What does a person need to know today to be a full-fledged, competent and literate member of the information society? As we witness not only the saturation of our daily lives with information organized and transmitted via information technology, but the way in which public issues and social life increasingly are affected by information-technology issues - from intellectual property to privacy and the structure of work to entertainment, art and fantasy life - the issue of what it means to be information-literate becomes more acute for our whole society. Should everyone take a course in creating a Web page, computer programming, TCP/IP protocols or multimedia authoring? Or are we looking at a broader and deeper challenge - to rethink our entire educational curriculum in terms of information?

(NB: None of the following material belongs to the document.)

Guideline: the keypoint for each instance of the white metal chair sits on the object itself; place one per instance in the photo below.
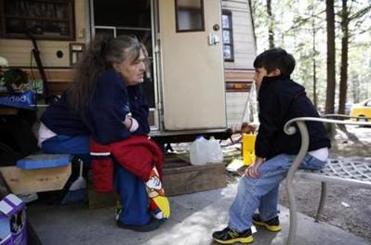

In responding to these questions, it is useful to return to the 18th-century Enlightenment, when thinkers began to confront the relationship between scientific progress and the emergence of a free society. It is exactly 200 years since the publication of Condorcet's Sketch for a Historical Picture of the Progress of the Human Mind, the Enlightenment's greatest philosophy of history manifesto, written while Condorcet - mathematician, scientist, philosopher, educational reformer, journalist - was in hiding from the Jacobin terror of the French Revolution. In his Sketch, Condorcet told the story of humanity as a story of progress, in which "nature has joined together indissolubly the progress of knowledge and that of liberty, virtue, and respect for the natural rights of man," leading inevitably to humanity's "perfection" and "happiness." Condorcet is relevant to us today because he was attempting to project and plan for the future at a historical turning point.